Ich hab die libs auf der Website von lua nicht zum Download gefunden, muss ich diese selbst generieren, und wie?

De Handler


----------



## deepthroat (11. Januar 2012)

Hi.

Auf die Idee, die enthaltene Dokumentation zu lesen bist du wohl nicht gekommen? 

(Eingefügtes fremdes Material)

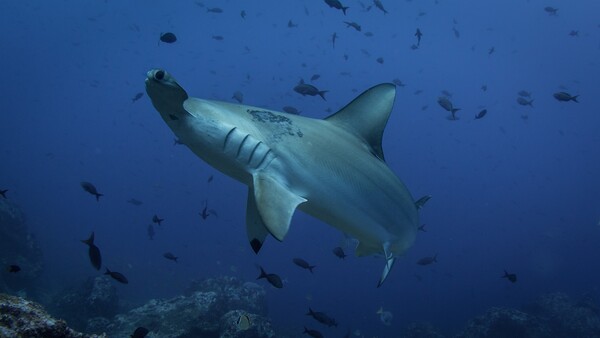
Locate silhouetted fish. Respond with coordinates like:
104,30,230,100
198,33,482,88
81,182,104,201
292,258,316,273
333,246,346,259
152,214,165,225
6,265,21,273
160,32,177,43
163,252,179,263
81,232,102,270
104,268,129,284
500,270,517,283
256,267,283,289
417,254,437,265
131,92,144,103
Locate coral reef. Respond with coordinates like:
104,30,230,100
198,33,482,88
107,277,275,338
49,276,119,333
0,198,43,296
0,294,106,338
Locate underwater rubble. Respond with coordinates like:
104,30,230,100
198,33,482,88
0,294,106,338
105,277,275,338
0,198,44,295
48,276,119,333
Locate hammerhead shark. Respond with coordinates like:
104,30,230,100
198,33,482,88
146,69,419,287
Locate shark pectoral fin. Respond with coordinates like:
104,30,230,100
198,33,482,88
253,173,306,241
377,257,396,287
246,188,269,253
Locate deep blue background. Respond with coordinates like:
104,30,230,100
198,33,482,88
0,0,600,336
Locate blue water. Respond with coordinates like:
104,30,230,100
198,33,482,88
0,0,600,337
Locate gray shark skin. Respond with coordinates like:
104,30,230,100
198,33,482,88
146,69,419,286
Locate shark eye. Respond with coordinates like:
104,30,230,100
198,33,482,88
154,70,165,81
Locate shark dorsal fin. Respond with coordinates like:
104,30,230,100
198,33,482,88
326,83,396,160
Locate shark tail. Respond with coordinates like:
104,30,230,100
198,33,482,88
319,90,328,101
81,231,94,246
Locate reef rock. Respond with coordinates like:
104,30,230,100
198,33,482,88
526,293,600,337
0,294,106,338
50,276,119,333
0,198,43,296
107,277,275,338
456,308,551,338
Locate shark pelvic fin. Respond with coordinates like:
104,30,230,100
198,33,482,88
253,173,306,241
326,83,396,161
377,257,396,287
246,188,269,253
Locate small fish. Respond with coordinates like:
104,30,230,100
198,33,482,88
475,109,487,120
417,254,437,265
199,202,219,220
292,258,316,273
306,307,337,327
517,90,531,97
553,92,579,102
81,232,102,270
235,314,252,331
344,21,362,32
517,96,533,107
325,0,350,15
302,326,323,338
163,252,179,263
206,7,223,14
81,182,104,201
231,90,244,103
127,198,144,207
544,6,558,15
282,106,300,115
294,79,328,101
438,96,460,120
333,246,347,259
6,265,21,273
160,32,177,43
415,28,423,46
376,307,394,326
130,326,150,338
131,92,144,103
392,78,406,87
152,214,165,225
146,224,154,240
104,268,129,284
415,195,431,210
373,0,387,14
256,266,283,289
452,27,460,39
500,270,517,283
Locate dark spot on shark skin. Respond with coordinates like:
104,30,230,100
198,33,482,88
246,109,304,140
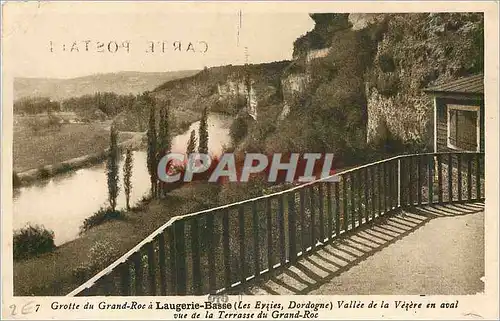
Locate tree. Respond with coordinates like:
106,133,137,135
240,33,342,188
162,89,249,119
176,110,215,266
186,129,196,156
198,107,208,154
157,100,172,194
123,149,132,210
106,124,120,212
143,94,157,196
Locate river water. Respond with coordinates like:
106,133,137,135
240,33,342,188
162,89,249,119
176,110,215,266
13,115,231,245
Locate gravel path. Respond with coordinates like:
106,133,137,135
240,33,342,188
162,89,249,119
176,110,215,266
244,204,484,295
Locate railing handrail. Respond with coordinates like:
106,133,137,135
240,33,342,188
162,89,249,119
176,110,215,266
66,151,484,296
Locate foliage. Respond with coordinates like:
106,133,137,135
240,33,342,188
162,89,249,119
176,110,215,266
26,112,62,134
198,107,208,154
378,53,396,72
157,101,172,161
13,225,56,260
293,13,349,57
186,129,196,156
80,207,124,233
229,113,253,146
106,125,120,211
147,94,157,195
62,92,135,119
156,101,172,194
375,73,401,97
123,149,133,210
73,240,119,283
12,171,21,188
14,97,61,114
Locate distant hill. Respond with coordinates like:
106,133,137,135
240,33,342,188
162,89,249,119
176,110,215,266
14,70,198,100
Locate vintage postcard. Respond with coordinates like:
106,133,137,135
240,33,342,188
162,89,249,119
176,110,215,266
1,1,499,320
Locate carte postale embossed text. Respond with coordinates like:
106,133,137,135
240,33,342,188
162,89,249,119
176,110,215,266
48,40,209,54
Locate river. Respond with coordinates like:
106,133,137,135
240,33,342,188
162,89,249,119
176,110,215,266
13,115,231,245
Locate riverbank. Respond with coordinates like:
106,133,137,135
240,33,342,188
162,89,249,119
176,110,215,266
16,132,146,187
13,183,219,296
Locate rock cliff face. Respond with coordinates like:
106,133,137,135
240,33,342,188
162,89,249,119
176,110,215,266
366,13,484,147
155,13,484,152
153,61,290,118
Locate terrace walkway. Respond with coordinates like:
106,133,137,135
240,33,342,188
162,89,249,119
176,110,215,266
241,203,484,295
68,152,485,296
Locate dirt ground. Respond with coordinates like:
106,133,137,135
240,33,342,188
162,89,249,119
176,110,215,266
246,203,485,295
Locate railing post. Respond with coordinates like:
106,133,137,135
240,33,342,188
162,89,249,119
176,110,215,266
288,192,297,264
165,225,177,295
238,205,247,283
309,186,316,250
120,261,130,296
299,188,307,254
158,232,167,296
278,194,286,266
407,156,414,207
356,170,363,226
457,153,462,202
333,182,340,238
448,153,453,203
437,154,443,204
222,209,232,290
252,201,260,278
341,175,348,232
397,158,402,207
206,212,216,294
427,155,434,204
349,172,356,230
266,198,274,271
476,153,481,200
132,251,144,296
318,182,325,243
191,217,202,295
370,166,377,220
173,220,187,295
326,182,333,240
363,167,368,219
146,240,156,296
467,154,472,201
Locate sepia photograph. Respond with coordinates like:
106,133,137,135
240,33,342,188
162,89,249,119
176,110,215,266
2,2,498,319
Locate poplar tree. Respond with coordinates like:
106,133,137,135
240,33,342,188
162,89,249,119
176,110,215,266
123,149,132,210
198,107,208,154
157,101,172,194
186,129,196,157
143,94,157,196
106,124,120,212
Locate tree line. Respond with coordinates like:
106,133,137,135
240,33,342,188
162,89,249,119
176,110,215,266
106,94,208,213
14,92,147,117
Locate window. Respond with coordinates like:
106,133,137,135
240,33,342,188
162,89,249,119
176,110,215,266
448,105,479,151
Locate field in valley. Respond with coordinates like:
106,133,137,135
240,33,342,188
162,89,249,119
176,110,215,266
12,115,132,173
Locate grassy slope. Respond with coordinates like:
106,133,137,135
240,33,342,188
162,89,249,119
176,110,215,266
14,185,217,296
13,119,131,172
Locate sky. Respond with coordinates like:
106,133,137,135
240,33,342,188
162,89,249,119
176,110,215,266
3,2,314,78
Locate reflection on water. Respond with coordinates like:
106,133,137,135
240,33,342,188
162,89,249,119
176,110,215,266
13,115,230,245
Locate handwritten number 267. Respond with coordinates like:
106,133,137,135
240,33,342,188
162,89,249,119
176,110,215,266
9,301,40,315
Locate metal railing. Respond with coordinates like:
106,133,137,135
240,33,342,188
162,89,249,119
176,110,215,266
68,152,484,296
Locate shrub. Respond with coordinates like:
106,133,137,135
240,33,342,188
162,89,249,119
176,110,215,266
38,166,50,179
73,240,119,283
229,114,253,145
378,53,396,72
12,171,21,188
13,225,56,260
376,74,400,97
80,207,124,233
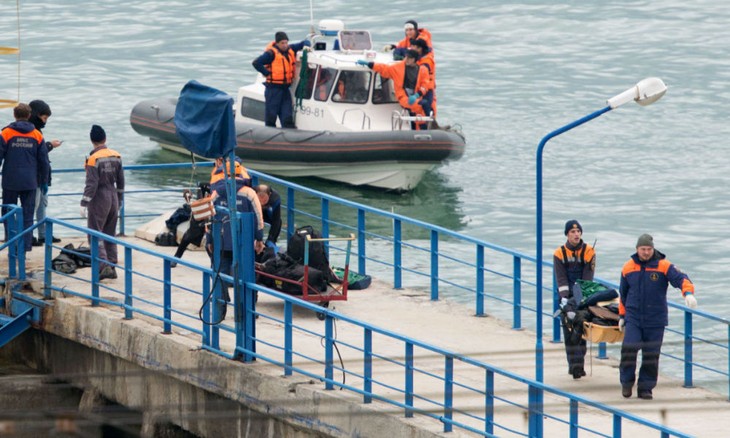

http://luabinaries.sourceforge.net/download.html

Gruß


----------



## De Handler (11. Januar 2012)

Hallo

Doch, auf die Idee und diese Seite bin ich gekommen.
Doch fand ich in den Downloads keine *.lib Dateien.
Oder muss man diese liblua52.a irgendwie verwenden?

De Handler


----------



## saftmeister (11. Januar 2012)

Was verwendest du denn für einen Compiler?


----------



## De Handler (11. Januar 2012)

Hallo



De Handler hat gesagt.:


> ... Compillieren mit VC++ 2010 ...



Verwende den integrierten Compiler von Microsoft.

De Handler


----------



## saftmeister (11. Januar 2012)

Sorry, hab ich überlesen. Bei MSVC haben die Libraries die Endung .lib. Wenn es für die aktuelle Lua-Version kein MSVC-Kompilat gibt, müsstest du das selbst machen.

Da ich jetzt nicht weiß, welchen MSVC du genau einsetzt, häng ich einfach mal die 2008er und die 2010er Version an.


----------



## _Grubi (11. Januar 2012)

Du dürftest die falschen Dateien haben. Schau mal hier: http://sourceforge.net/projects/luabinaries/files/5.2/Windows Libraries/

Diese hier dürfte für dich richtig sein: http://sourceforge.net/projects/lua...es/Static/lua-5.2_Win32_vc10_lib.zip/download


----------



## De Handler (11. Januar 2012)

Vielen Dank ihr beiden.

Hab nun das Projekt bereinigt (alle Dateien gelöscht) und eure hineinkopiert.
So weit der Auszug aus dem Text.